Fedora Infrastructure is composed of a number of services (koji, fedpkg, pkgdb, etc..) some of which are maintained outside the Fedora Project and some of which were built in-house by the infrastructure team. These are strung together in a pipeline. Think “how an upstream release becomes a package update”, “How a new source distribution becomes a package.”

At present, many of the steps in this process require the maintainer to wait and watch for a previous step to complete. For instance once a branch of a package is successfully built in koji, the maintainer must submit their update to bodhi (See the new package process for more details).

Other progressions in the pipeline are automated. For instance, AutoQA defines a set of watchers. Most watchers are run as a cron task. Each one looks for certain events and fires off tests when appropriate.

At LinuxFest Northwest (2009), jkeating gave a talk on the problem of complexity in the Fedora infrastructure and how this might be addressed with a message bus architecture. Each service in the infrastructure depends on many of the others. Some pieces directly poke others: git (fedpkg) currently pokes AutoQA from a post-update hook. Other pieces poll others’ status: koji scrapes pkgdb for package-owner relationships and email aliases.

This dense coupling of services makes changing, adding, or replacing services more complicated: commits to one project require a spidering of code changes to all the others.

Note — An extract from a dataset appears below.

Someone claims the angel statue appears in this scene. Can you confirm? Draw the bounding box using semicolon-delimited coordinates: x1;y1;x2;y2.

How messaging might address the problem

jkeating’s talk on messaging in the Fedora Instructure proposed the adoption of a unified message bus to reduce the complexity of multiple interdependent services. Instead of a service interfacing with its dependencies’ implementations, it could subscribe to a topic, provide a callback, and respond to events.

For instance, instead of having koji scrape pkgdb on an interval for changed email addresses, pkgdb could emit messages to the org.fedoraproject.service.pkgdb topic whenever an account’s email address changes. koji could subscribe to the same topic and provide a callback that updates its local email aliases when invoked.

In another case, the git (fedpkg) post-update hook could publish messages to the org.fedoraproject.service.fedpkg.post-update topic. AutoQA could subscribe to the same. Now if we wanted to enable another service to act when updates are pushed to fedpkg, that service need only subscribe to the topic and implement its own callback instead of appending its own call to fedpkg’s post-update hook (instead of coupling its own implementation with fedpkg’s).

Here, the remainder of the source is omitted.